Après un récit autobiographique et des nouvelles, Shalom Auslander publie son premier roman, L’Espoir, cette tragédie, il entre avec démesure dans la fiction, sans perdre de vue un angle personnel, décalé et résolument iconoclaste : Salomon Kugel, juif non pratiquant, s’installe dans une ferme de Stockton, petite ville de l’Etat de New York.
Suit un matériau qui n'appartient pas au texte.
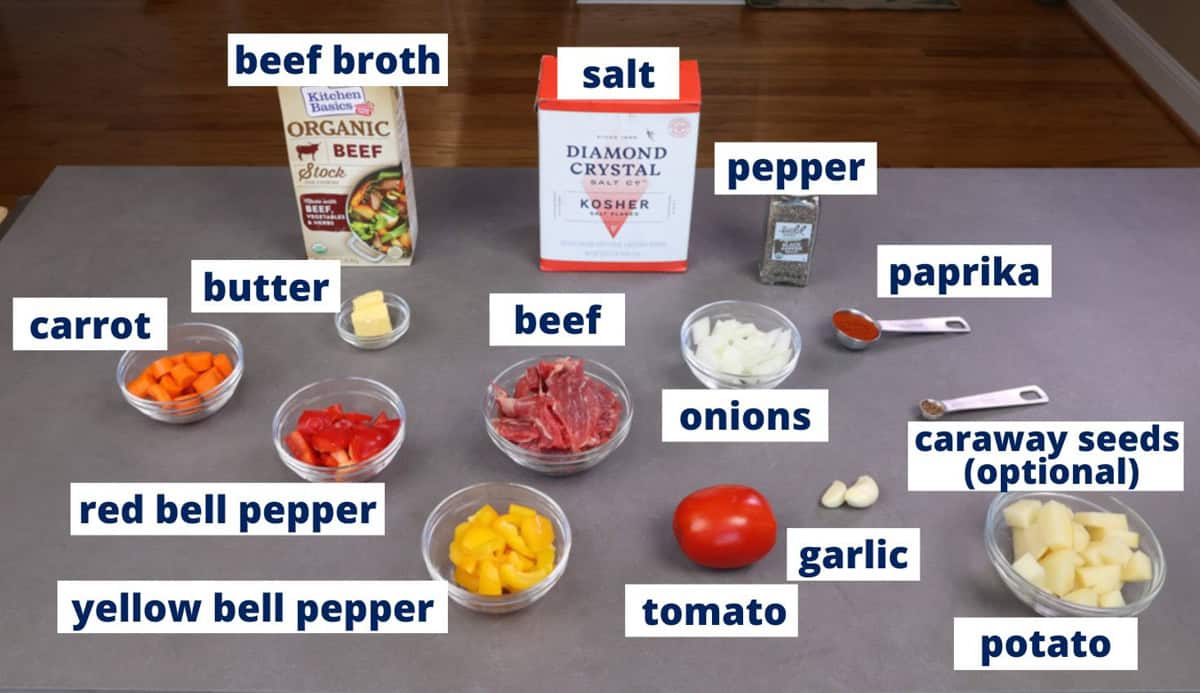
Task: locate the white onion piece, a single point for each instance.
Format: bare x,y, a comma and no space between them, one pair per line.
741,348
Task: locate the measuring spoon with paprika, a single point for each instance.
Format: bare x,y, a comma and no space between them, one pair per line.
857,330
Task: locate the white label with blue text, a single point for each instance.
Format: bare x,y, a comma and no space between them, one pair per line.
964,271
795,168
556,319
267,285
745,415
1035,644
337,60
1097,456
712,612
89,324
618,73
251,607
227,508
853,554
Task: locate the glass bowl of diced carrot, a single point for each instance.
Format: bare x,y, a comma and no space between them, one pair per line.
191,380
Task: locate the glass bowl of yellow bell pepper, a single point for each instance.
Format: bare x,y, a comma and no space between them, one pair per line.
499,547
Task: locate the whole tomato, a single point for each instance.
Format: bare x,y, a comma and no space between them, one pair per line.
725,526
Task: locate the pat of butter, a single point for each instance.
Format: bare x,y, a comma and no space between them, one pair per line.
371,321
369,299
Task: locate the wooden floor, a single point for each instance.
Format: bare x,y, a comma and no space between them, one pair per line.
1003,83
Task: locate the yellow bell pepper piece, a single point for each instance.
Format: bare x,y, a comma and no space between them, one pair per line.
519,561
466,580
484,516
511,536
493,554
538,532
516,580
481,542
521,511
461,559
490,579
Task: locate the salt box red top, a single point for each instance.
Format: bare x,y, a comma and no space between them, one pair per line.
688,101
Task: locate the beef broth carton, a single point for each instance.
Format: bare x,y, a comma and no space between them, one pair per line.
352,172
616,178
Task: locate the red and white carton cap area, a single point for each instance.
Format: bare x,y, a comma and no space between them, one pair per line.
616,178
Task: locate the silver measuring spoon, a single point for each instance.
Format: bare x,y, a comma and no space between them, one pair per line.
947,324
1014,397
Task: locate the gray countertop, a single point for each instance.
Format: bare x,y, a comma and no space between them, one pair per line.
1117,342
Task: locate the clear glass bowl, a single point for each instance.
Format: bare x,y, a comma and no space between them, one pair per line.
185,337
559,463
761,317
399,312
999,542
460,505
360,395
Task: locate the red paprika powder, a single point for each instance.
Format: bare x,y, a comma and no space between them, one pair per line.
855,325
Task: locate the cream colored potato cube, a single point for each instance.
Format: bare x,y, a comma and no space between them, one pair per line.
1060,568
1029,541
1029,568
1114,552
1085,596
1101,578
1023,513
1081,537
1092,554
1115,520
1138,568
1128,537
1054,524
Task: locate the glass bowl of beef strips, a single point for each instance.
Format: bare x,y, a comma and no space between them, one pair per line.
557,415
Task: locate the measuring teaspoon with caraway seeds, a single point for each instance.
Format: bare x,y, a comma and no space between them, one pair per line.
1013,397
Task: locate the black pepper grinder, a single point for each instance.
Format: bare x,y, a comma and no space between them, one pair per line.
789,235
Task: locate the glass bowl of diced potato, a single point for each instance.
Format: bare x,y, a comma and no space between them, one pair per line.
1074,555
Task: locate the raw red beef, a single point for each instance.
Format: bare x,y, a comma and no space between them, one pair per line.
557,408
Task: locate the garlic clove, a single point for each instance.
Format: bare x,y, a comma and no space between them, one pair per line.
834,495
863,493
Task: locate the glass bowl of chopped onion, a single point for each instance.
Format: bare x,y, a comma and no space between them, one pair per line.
527,421
738,345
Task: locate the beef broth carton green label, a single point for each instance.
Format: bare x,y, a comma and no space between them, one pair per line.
352,172
616,178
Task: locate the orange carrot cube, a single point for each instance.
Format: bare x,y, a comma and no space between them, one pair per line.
172,387
161,367
157,392
184,375
208,380
222,363
141,385
199,361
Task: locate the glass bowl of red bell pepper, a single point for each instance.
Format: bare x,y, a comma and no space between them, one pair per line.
340,429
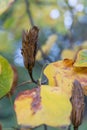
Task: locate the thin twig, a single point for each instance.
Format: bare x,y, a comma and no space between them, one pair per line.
32,24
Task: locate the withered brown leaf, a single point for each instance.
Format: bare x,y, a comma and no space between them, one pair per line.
77,101
29,48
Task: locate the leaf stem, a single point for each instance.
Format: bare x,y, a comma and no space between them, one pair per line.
69,127
45,127
75,128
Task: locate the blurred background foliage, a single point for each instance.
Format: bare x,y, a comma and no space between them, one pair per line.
63,30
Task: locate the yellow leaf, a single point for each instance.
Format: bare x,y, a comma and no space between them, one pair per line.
48,45
68,54
51,107
63,73
4,5
0,69
81,60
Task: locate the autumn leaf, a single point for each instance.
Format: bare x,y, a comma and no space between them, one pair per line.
47,46
4,5
63,73
44,105
6,77
68,54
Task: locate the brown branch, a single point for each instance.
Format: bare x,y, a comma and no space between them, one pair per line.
24,83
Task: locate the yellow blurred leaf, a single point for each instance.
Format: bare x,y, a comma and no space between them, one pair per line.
63,73
48,45
68,54
4,5
0,69
44,105
81,60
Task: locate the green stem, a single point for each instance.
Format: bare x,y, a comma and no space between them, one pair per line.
14,116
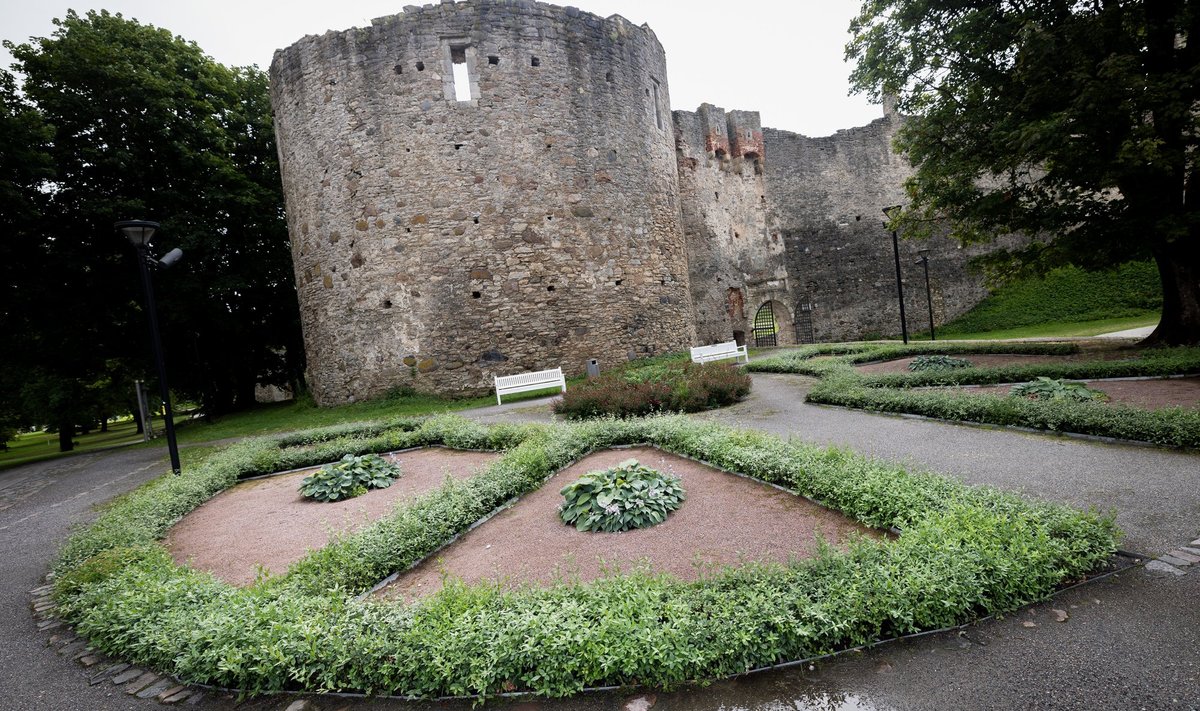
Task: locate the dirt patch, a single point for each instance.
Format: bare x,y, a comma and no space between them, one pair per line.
267,523
997,359
1150,394
725,520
Lieu idyllique, « vierge de tout passé encombrant, sans histoire », terre de « l’absence d’historicité ». Pourtant Kugel, alerté par de petits bruits constants et dérangeants dans son grenier, va y découvrir, « hideuse, défigurée », « d’ailleurs il n’avait jamais vu quelqu’un d’aussi décrépit ». C’est... Anne Frank !

D’abord Kugel ne la croit pas. Mais elle lui montre les « chiffres d’un bleu passé tatoués  sur son avant-bras livide ». Que faire ? « Anne Frank ou pas, folle à lier ou pas, à moitié morte ou pas, cette vieille était une foutue rescapée de l’Holocauste ». Difficile d’appeler la police ou de la dénoncer quand on est juif…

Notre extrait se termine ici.